There is an analogy between socialization and mathematization. On the basis of the degree of mathematization, all academic disciplines can be classified into three groups:

(i) Disciplinary group of perfect mathematization (e.g. physics, chemistry, astronomy)
(ii)Disciplinary group of semi or quasi mathematization (e.g. economics, commerce, management)
(iii) Disciplinary group of perfect non-mathematization (e.g. literature)

(16) Socialization creates result, which may be positive (or beneficial) or negative (or harmful). Thus depending upon the nature of the result realized from socialization, it can be divided into “positive socialization” (PS) and “negative socialization” (NS). Socialization is positive, if it yields benefit, or if its result is beneficial, and negative, if it inflicts cost, or if its result is harmful to The Great Chain of Being (1936) of A. O. Lovejoy (See Cuddon, 1998). Reforestation and deforestation, respectively, are the examples of positive socialization and negative socialization of the forest facet of the globe. The difference between the positive socialization and the negative socialization gives rise to the “balance of socialization” (BOS). Symbolically, BOS = [PS – NS].

(17) Earlier, we have pointed out that “human action” is determined by “decision”, that is why “action” is renamed as “decisionized action”. It means that action is undertaken/executed by the decision-making unit, decision-maker or actor.

But most of the decisionized actions are rational, as opposed to irrational. On the contrary, one study claims that “[M]ost decision-making is only partly rational, and is influenced at least as much by uncalculated emotional commitments and unexamined assumptions” (Clayton and Radcliffe, 1996). In ordinary sense, rational decision is based on reason rather than on emotion. But in the present context, we assume that rational decision-making unit seeks to “optimize” self-interest, which means to maximize benefit (or gain) and/or to minimize cost (or loss) subject to some “constraints”. That is why a “rational decision-maker” is treated as “constrained self-interest optimizer”.

It is worthy to note that self-interest precludes neither selfishness nor altruism. In other words, self-interest may be selfish or altruistic. Further, self-interest may be of two types: “enlightened self-interest” and “destructive self-interest”. Alex Des Tocqueville in his classic book Democracy in America of the early 1800s referred to it as “self-interest rightly understood” in the sense that “caring for others is as important for those who care as for those who are cared for” (See Ikerd, 2011).

(18) During the process of socialization, decision-makers can create external advantage and external disadvantage for the nature and human society. While the “external advantage or better-off” is called “positive externality”, the “external disadvantage or worse-off” is called “negative externality”. As optimization implies maximization and/or minimization, similarly externality refers to positive externality and/or negative externality.

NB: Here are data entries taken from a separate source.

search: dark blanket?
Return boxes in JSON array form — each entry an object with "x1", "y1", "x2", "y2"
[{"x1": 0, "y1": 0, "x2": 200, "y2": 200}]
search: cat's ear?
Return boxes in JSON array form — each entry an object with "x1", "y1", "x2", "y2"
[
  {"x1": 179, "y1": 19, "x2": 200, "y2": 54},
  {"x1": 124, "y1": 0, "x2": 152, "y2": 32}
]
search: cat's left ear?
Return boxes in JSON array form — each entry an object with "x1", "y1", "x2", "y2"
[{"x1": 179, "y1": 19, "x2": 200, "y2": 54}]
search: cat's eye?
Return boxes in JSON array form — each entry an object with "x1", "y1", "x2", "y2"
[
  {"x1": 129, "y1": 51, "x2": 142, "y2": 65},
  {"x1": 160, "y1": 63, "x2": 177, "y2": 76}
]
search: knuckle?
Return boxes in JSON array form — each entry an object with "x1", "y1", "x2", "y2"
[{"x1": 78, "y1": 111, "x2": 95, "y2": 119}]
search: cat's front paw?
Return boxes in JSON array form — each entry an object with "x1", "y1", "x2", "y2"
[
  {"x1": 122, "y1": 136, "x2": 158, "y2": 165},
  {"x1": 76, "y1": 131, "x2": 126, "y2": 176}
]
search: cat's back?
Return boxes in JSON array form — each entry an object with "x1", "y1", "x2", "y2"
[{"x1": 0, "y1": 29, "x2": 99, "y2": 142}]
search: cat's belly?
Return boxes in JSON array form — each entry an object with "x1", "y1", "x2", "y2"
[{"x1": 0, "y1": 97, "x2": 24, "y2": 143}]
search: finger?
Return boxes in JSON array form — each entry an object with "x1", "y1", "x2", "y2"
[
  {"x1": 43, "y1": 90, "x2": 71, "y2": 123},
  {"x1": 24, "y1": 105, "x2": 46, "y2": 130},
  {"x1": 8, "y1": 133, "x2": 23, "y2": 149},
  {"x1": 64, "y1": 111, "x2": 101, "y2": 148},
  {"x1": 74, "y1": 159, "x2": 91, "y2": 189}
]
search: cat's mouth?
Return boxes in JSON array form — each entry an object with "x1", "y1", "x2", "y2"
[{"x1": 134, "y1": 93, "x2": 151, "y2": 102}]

When the action of a decision-maker creates benefit for the nature and human society, for which the decision-maker is not paid, or given any return or reward, there occurs a positive externality for the nature and human society. On the contrary, when the action of a decision-maker creates cost for the nature and human society, for which the decision-maker does not pay, or give any compensation, there occurs a negative externality for the nature and human society.

If a honey producer expands its beehives, the production of oranges of the owners of near-by orange groves increases, since bees help pollinates oranges. This is an example of positive externality created by the honey producer for the orange producers. On the contrary, pollution of a lake by an insecticide-manufacturing firm reduces the fish population in the lake owned by a fish-producing firm. This is an example of negative externality created by the insecticide-manufacturing firm for the fish-producing firm. Noteworthy that externalities occur in both production and consumption of goods and services.

Rob Dietz (2012) has argued that “Here’s is crazy but true fact: negative externalities are the norm – not the exception – in our current economic setup. Failure to recognize this fact has created a wild divergence between theory and practice when it comes to managing harm caused by economic activity”(Dietz, 2012).

(19) The most important type of socialization, which can lead to the origin of sustainability, unsustainablity and meta-(un)sustainability, is “autonomous socialization”.

Socialization based on, or backed up by the “principle of self-interest optimization” of a decision-making unit, is defined as “autonomous socialization”, whose index is denoted by ATS. It is of two types such as “positive autonomous socialization” and “negative autonomous socialization”. The essential distinction between them is that while the former creates positive externality, the latter creates negative externality. Let us suppose that PATS is the index of “positive autonomous socialization”, while NATS is the index of “negative autonomous socialization”.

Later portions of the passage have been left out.